「週刊現代」に連載されたエッセイをまとめたものなんで、こういう題名はどうかとも思うんだけどね。
前作のときも書いたけど、
「あんたにゃ言われたくない」
って気もするしw。
僕が十代の後半や二十代に読んだこの手の作品の作者は「池波正太郎」や「山口瞳」。
あの頃はずいぶんと傾倒した部分があったと思うけど(今も自分の思考パターンの端々に影響を感じることがある)、今この作品なんかを読むと、
「そうは言ってもなぁ」
って感じるところもある。
封建的/男尊女卑的思考パターンが垣間見えるとこなんかは、結構共通してるんだけどね。(それでいて通底するのは「優しさ」だったりするけど)
これは僕が経験を積んだからか、現実を前に妥協するようになったからなw。
まあ、どっちもあるでしょうなぁ。
若い頃にこの手の本を読んで、それで自分が立派になったかっていうと、そんなことは全然ないのでw、「そういうもん」と思って読むのがいいんだろうなとは思う。

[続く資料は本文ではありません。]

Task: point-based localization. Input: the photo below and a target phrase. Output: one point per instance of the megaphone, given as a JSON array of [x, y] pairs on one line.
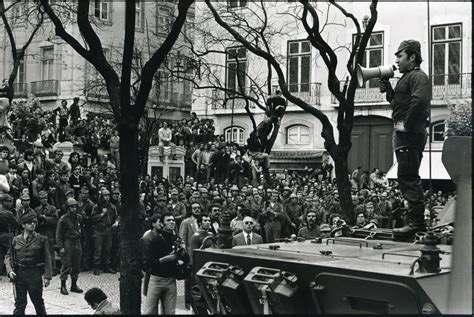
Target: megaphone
[[363, 74]]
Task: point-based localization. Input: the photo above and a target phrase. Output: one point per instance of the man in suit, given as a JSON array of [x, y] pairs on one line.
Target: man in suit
[[187, 229], [247, 236]]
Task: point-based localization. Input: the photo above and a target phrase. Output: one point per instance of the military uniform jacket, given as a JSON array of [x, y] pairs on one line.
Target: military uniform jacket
[[68, 228], [410, 101], [102, 223], [47, 217], [34, 253]]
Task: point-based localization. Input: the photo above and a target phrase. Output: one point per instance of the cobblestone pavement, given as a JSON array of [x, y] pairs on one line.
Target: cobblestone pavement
[[74, 304]]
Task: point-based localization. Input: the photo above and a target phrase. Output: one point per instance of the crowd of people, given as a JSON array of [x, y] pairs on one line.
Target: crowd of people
[[74, 203]]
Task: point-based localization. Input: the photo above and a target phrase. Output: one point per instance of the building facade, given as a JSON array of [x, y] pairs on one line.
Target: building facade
[[447, 58], [52, 70]]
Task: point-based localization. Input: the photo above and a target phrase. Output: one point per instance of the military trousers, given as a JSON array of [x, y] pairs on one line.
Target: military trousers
[[71, 260], [29, 281]]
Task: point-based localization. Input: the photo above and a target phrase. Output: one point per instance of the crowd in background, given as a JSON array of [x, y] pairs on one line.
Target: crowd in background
[[221, 177]]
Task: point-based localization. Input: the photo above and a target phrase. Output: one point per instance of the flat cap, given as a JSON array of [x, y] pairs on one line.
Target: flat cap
[[42, 194], [71, 202], [29, 217], [84, 189], [409, 45]]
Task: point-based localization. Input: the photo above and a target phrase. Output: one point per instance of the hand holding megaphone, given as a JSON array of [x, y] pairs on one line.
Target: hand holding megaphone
[[383, 72]]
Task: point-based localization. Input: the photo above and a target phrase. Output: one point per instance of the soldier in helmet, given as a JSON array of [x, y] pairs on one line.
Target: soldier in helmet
[[47, 221], [410, 101], [103, 217], [68, 240], [33, 260]]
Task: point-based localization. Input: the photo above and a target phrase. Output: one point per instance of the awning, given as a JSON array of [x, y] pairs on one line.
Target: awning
[[438, 171]]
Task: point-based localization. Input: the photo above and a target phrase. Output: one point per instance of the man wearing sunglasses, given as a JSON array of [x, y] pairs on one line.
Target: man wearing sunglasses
[[247, 236]]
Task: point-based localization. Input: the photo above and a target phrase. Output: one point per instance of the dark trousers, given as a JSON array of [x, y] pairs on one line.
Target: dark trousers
[[102, 247], [87, 244], [4, 246], [50, 234], [71, 260], [409, 181], [29, 281]]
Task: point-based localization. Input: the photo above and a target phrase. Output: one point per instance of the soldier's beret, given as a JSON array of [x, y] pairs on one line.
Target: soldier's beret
[[71, 202], [409, 45], [28, 217], [42, 194]]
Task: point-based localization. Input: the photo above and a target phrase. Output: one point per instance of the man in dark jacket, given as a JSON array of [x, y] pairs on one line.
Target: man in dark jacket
[[163, 253], [410, 101]]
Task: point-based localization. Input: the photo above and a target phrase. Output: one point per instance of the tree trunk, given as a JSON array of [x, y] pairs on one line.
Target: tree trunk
[[130, 233], [344, 187]]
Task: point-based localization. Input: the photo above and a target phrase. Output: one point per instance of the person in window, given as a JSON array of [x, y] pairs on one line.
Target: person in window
[[410, 101]]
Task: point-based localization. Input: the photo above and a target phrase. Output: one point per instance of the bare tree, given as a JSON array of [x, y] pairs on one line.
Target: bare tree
[[309, 18], [127, 114]]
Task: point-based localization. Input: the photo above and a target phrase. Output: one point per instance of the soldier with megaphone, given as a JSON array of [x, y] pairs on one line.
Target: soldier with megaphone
[[409, 101]]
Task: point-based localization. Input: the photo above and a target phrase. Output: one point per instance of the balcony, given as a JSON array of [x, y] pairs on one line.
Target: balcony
[[309, 93], [452, 86], [21, 90], [219, 101], [173, 100], [45, 88]]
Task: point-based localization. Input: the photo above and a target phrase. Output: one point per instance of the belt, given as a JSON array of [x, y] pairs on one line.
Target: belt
[[34, 266]]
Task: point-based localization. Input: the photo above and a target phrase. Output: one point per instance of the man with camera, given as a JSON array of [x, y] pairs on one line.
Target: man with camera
[[409, 101], [163, 253]]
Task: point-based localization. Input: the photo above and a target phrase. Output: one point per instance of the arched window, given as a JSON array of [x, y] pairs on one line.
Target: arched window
[[297, 134], [234, 134], [438, 129]]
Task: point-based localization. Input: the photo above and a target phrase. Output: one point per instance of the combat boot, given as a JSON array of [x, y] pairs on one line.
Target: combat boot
[[63, 288], [74, 287], [416, 223], [108, 269]]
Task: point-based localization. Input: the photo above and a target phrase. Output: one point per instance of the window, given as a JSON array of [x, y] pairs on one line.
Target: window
[[446, 50], [21, 69], [299, 65], [234, 134], [139, 14], [373, 55], [297, 134], [47, 63], [164, 21], [236, 66], [438, 130], [101, 9], [236, 3]]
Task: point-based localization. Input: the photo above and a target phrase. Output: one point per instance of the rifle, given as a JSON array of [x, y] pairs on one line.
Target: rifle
[[13, 260]]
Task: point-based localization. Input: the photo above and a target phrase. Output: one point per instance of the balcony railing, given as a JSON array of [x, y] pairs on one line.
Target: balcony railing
[[309, 93], [21, 90], [45, 88], [221, 101], [443, 87], [173, 100]]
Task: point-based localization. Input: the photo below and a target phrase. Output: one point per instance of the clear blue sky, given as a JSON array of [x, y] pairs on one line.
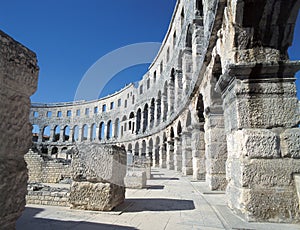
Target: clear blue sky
[[71, 35]]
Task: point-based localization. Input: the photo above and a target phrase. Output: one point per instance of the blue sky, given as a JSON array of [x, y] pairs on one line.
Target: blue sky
[[69, 36]]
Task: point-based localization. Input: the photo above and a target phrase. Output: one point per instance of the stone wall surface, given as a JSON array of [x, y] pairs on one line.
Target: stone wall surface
[[218, 102], [98, 177], [18, 81], [46, 171]]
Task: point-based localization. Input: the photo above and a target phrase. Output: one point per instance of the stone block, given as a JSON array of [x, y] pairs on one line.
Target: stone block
[[135, 179], [98, 163], [96, 196], [290, 143], [253, 143]]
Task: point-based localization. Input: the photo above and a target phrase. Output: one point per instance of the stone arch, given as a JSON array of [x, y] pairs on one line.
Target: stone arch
[[179, 129], [136, 149], [199, 8], [145, 117], [165, 101], [156, 152], [129, 148], [66, 134], [158, 107], [171, 99], [189, 37], [138, 120], [117, 128], [131, 122], [35, 133], [101, 131], [84, 132], [144, 148], [56, 133], [152, 112], [75, 136], [150, 149], [188, 119], [93, 131], [109, 130], [54, 151]]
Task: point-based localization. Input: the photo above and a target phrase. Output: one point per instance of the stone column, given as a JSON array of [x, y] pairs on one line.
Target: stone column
[[178, 88], [170, 154], [215, 148], [187, 62], [198, 152], [18, 77], [263, 137], [70, 135], [162, 157], [187, 159], [61, 134], [178, 154]]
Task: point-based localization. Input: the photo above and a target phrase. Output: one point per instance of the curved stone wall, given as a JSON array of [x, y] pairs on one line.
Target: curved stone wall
[[204, 106]]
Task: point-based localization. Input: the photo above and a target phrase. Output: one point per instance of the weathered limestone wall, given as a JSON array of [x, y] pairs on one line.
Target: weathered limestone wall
[[263, 142], [98, 177], [18, 81], [45, 171]]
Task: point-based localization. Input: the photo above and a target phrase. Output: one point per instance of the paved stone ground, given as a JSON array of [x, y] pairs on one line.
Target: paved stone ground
[[170, 202]]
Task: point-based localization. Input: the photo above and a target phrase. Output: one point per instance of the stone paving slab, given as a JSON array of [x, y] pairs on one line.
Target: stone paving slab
[[169, 202]]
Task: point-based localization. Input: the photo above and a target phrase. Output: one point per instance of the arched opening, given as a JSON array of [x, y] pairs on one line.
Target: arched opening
[[150, 149], [200, 108], [75, 133], [199, 8], [66, 136], [165, 101], [54, 152], [189, 37], [56, 134], [93, 132], [46, 134], [171, 99], [188, 119], [84, 134], [158, 107], [156, 153], [129, 148], [138, 120], [143, 153], [35, 133], [152, 112], [179, 129], [145, 118], [117, 127], [136, 149], [109, 130], [101, 131]]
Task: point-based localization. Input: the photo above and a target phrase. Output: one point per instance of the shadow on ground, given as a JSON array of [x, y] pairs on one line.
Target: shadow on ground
[[140, 205], [28, 221]]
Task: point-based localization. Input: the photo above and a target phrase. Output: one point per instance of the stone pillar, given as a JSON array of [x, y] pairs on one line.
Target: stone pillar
[[178, 88], [198, 152], [80, 134], [162, 157], [178, 154], [187, 62], [61, 134], [18, 77], [71, 135], [215, 148], [187, 158], [158, 111], [170, 154], [263, 137]]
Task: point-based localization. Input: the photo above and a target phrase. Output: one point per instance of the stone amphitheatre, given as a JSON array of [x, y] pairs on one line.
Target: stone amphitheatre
[[218, 103]]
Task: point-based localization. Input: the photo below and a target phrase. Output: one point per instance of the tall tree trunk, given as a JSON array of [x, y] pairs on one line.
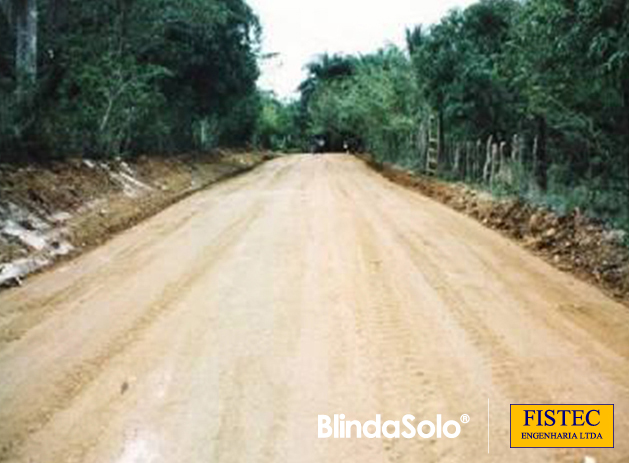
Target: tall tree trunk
[[25, 14], [541, 166]]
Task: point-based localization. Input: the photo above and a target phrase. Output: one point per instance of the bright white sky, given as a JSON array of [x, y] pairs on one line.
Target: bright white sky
[[301, 29]]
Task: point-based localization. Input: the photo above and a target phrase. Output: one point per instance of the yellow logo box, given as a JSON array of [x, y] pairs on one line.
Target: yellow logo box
[[562, 426]]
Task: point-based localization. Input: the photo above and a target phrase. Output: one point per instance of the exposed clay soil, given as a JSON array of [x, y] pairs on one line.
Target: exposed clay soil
[[573, 242], [55, 210]]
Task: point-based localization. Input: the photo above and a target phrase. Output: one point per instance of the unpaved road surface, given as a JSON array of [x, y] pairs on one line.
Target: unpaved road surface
[[218, 330]]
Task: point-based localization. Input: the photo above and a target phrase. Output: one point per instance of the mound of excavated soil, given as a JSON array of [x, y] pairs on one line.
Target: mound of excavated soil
[[52, 210], [572, 242]]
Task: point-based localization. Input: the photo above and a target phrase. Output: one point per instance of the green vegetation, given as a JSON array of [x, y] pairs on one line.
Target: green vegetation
[[553, 72], [538, 87]]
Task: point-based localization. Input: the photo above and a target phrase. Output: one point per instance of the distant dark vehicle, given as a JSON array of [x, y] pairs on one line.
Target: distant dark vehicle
[[318, 145]]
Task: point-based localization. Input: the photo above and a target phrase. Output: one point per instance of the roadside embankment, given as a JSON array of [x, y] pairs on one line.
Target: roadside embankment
[[572, 242], [59, 209]]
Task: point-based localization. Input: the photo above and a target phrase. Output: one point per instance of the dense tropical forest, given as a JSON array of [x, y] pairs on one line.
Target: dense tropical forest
[[525, 97], [107, 77]]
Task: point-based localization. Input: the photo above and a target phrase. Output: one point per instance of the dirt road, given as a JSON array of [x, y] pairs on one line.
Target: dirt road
[[219, 329]]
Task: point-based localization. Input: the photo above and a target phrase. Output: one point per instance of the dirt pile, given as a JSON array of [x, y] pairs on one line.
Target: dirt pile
[[572, 242], [59, 209]]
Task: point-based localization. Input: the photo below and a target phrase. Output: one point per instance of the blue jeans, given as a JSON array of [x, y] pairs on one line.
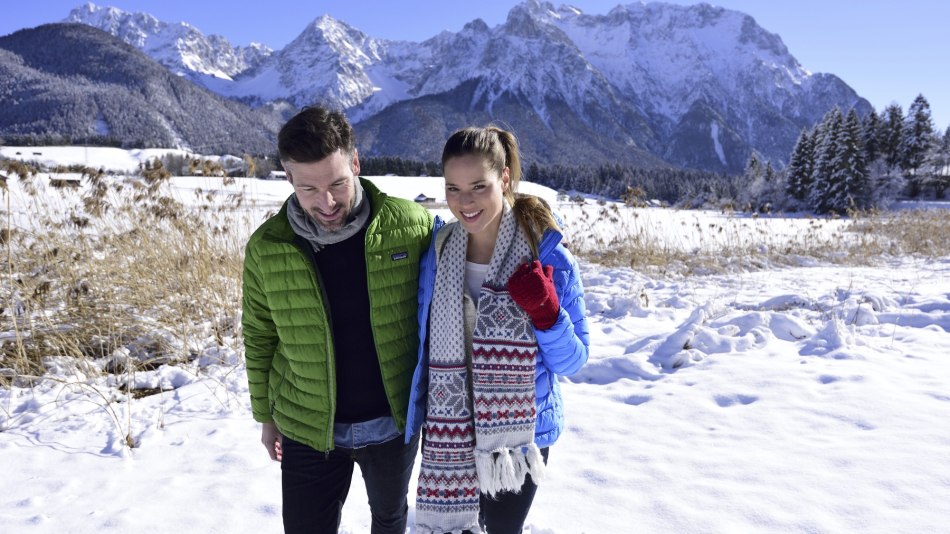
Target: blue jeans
[[315, 484]]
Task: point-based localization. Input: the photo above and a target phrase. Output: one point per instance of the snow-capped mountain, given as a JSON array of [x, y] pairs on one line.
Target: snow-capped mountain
[[697, 86], [180, 47]]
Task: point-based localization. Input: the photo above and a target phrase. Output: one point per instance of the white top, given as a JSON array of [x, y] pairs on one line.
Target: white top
[[474, 277]]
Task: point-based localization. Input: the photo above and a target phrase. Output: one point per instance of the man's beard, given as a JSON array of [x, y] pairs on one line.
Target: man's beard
[[314, 216]]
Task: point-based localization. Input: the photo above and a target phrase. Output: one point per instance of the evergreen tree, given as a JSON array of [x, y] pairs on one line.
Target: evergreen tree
[[870, 137], [824, 192], [891, 132], [851, 173], [938, 166], [916, 142], [798, 180]]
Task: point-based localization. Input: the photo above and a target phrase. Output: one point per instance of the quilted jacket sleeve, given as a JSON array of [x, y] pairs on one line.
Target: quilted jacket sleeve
[[260, 336], [565, 346]]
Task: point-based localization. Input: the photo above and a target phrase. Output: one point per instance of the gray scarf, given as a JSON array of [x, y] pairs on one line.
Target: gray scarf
[[304, 225]]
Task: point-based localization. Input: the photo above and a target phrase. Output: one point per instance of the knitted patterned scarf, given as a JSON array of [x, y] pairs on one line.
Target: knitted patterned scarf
[[480, 439]]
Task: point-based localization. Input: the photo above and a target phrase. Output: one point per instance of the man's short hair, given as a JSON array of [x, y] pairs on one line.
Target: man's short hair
[[313, 134]]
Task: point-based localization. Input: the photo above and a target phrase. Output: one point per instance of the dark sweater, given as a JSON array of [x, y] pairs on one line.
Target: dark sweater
[[360, 395]]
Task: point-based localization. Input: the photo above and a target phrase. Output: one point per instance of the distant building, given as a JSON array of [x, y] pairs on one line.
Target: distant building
[[64, 182]]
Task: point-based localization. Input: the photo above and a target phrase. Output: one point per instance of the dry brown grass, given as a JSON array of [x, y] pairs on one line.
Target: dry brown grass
[[740, 244], [126, 279]]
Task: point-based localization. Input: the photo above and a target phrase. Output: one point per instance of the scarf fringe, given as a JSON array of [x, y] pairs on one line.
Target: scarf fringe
[[506, 469], [422, 529]]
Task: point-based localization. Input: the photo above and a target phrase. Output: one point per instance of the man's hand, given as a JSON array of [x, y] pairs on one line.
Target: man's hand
[[270, 437]]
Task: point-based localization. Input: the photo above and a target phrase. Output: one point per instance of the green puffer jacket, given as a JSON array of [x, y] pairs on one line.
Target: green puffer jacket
[[287, 335]]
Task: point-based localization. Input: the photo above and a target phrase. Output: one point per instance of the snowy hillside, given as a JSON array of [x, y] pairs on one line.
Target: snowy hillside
[[695, 86], [810, 398]]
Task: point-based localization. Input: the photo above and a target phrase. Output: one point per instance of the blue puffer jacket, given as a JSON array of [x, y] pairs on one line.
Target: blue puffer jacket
[[563, 348]]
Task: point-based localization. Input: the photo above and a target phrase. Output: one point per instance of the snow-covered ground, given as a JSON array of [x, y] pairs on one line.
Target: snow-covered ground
[[805, 399]]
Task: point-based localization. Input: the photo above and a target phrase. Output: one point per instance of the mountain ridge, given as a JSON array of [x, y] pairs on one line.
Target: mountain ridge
[[659, 84]]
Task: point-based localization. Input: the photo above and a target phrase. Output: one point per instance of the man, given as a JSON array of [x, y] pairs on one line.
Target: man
[[330, 329]]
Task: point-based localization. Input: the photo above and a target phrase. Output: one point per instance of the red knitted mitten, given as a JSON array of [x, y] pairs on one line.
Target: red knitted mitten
[[533, 289]]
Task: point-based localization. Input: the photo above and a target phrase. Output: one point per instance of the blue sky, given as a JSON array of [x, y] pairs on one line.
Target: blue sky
[[887, 51]]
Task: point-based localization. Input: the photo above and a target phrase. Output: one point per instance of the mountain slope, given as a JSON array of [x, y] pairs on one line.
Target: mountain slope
[[76, 81], [180, 47], [647, 84]]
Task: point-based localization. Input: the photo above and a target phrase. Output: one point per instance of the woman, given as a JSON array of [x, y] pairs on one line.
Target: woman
[[501, 314]]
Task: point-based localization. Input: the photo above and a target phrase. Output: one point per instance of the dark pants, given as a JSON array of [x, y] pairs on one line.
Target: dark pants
[[315, 485], [506, 513]]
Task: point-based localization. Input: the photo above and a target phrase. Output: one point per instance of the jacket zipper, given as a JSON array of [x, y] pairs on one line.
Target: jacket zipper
[[331, 355]]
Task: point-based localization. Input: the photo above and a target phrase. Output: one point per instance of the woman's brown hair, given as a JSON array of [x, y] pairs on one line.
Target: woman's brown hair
[[500, 149]]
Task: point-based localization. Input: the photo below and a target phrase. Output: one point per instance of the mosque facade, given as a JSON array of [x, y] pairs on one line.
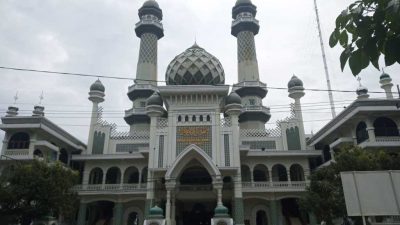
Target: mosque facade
[[198, 149]]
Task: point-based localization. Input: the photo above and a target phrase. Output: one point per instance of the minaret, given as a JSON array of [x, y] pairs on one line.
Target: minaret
[[149, 29], [362, 92], [386, 84], [244, 28], [296, 92], [96, 96], [249, 88]]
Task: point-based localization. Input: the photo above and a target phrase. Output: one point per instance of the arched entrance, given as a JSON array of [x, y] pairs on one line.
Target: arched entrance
[[195, 198], [196, 176]]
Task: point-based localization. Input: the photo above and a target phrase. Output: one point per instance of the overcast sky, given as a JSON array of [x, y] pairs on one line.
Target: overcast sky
[[97, 37]]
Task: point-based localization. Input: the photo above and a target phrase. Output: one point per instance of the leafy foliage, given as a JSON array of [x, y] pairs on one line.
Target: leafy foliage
[[325, 195], [366, 30], [31, 191]]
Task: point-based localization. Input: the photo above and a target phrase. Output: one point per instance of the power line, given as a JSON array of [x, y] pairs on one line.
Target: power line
[[163, 81]]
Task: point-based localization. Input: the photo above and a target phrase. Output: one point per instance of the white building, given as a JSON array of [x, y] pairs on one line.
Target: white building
[[196, 148]]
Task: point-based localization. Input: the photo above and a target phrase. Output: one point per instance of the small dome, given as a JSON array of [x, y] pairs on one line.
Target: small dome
[[221, 210], [295, 82], [195, 66], [362, 90], [97, 86], [240, 2], [384, 76], [156, 211], [233, 98], [154, 99], [151, 3]]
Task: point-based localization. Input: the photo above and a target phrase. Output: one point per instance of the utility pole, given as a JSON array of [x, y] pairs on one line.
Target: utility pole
[[328, 81]]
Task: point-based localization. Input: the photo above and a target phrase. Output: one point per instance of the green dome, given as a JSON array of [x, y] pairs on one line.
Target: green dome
[[233, 98], [154, 99], [156, 212], [384, 76], [195, 66], [240, 2], [151, 3], [362, 90], [221, 211], [295, 82], [97, 86]]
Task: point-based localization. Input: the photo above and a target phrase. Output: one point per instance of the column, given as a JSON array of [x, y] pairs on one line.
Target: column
[[274, 212], [238, 217], [173, 210], [118, 211], [371, 131], [168, 208], [82, 214]]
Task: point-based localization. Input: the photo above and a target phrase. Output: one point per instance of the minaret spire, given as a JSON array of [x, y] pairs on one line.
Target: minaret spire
[[149, 29], [244, 27]]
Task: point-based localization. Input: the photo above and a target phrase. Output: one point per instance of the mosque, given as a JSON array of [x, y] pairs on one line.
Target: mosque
[[197, 152]]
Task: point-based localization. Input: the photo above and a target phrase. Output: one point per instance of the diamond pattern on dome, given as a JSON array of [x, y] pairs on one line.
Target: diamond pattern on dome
[[148, 48], [195, 66], [246, 46]]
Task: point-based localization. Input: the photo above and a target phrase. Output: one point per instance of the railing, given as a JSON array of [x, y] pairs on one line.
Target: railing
[[274, 185], [110, 188], [207, 187], [244, 19], [17, 152], [387, 139]]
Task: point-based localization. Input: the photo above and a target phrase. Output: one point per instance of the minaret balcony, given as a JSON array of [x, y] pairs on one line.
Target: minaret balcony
[[141, 90], [136, 115], [247, 88], [149, 26], [149, 22], [245, 24]]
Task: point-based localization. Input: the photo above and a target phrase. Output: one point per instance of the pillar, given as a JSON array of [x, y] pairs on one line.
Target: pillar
[[238, 215], [371, 131], [173, 210], [82, 214], [118, 211], [168, 208], [274, 212]]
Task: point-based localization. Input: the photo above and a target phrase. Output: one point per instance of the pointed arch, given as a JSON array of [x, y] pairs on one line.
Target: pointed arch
[[188, 154]]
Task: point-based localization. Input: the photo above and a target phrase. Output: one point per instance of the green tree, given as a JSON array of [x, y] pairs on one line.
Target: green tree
[[31, 191], [366, 30], [325, 195]]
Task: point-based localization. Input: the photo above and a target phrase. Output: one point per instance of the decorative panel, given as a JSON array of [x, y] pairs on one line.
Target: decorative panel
[[198, 135]]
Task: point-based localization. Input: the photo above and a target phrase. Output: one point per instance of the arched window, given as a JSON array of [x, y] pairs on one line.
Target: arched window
[[133, 219], [296, 173], [279, 173], [144, 175], [113, 176], [246, 174], [19, 140], [261, 218], [63, 156], [361, 132], [131, 175], [260, 173], [96, 176], [38, 154], [385, 127]]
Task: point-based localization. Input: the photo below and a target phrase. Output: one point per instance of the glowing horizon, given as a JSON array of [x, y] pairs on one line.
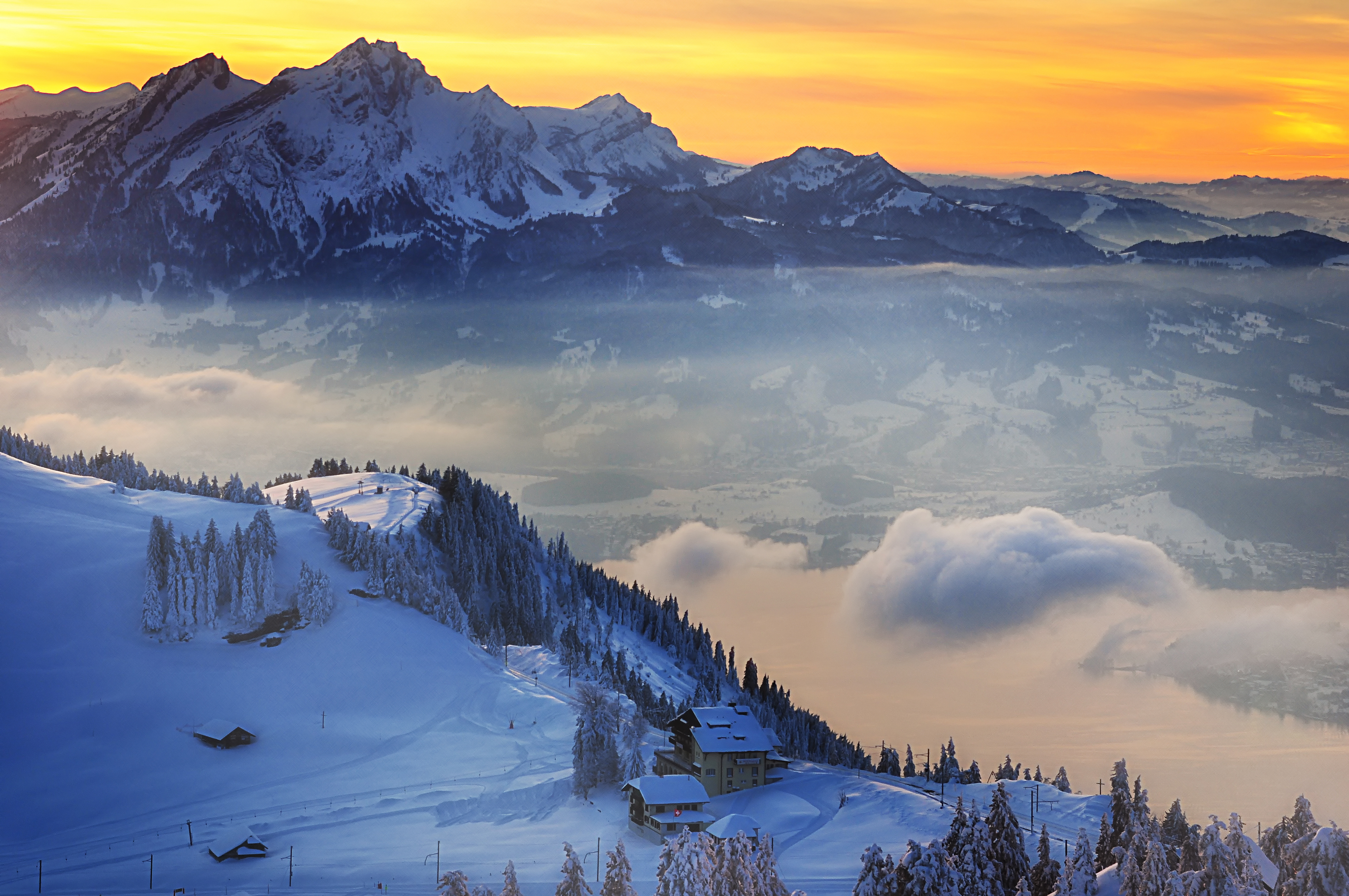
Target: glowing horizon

それでいて何かの端々が記憶に残り、身に付けば、それはそれで「良し」だろう。
本書に収められた作品には「震災」後に書かれたものも多い。
そこには非常事態における作者の「立ち位置」みたいなものが垣間見え、読みどころとしてはコレが一番じゃないかな。
決して全てに同意が出来る訳じゃない。
でもソコに一本の筋が通っていることは認めてもいいと思う。
コレはコレで、実に希有なことだ。
<世の中というものは不幸の底にある者と幸福の絶頂にある者が隣り合わせて路上に立つことが日常に起こるものだ。
だから大人はハシャグナというのだ。>(P.154)
大人になりきれない僕にとっては実に耳が痛い。
僕だって、子供を寿司や(除く「回転寿司」w)には連れて行かないけどね。
批判的にであれ、同意するのであれ、学ぶのであれ、「伊集院静」という作家があぶり出されたような作品にはなってるかもしれないなぁ。
決して「立派な大人」じゃないと思うけどね、彼もw。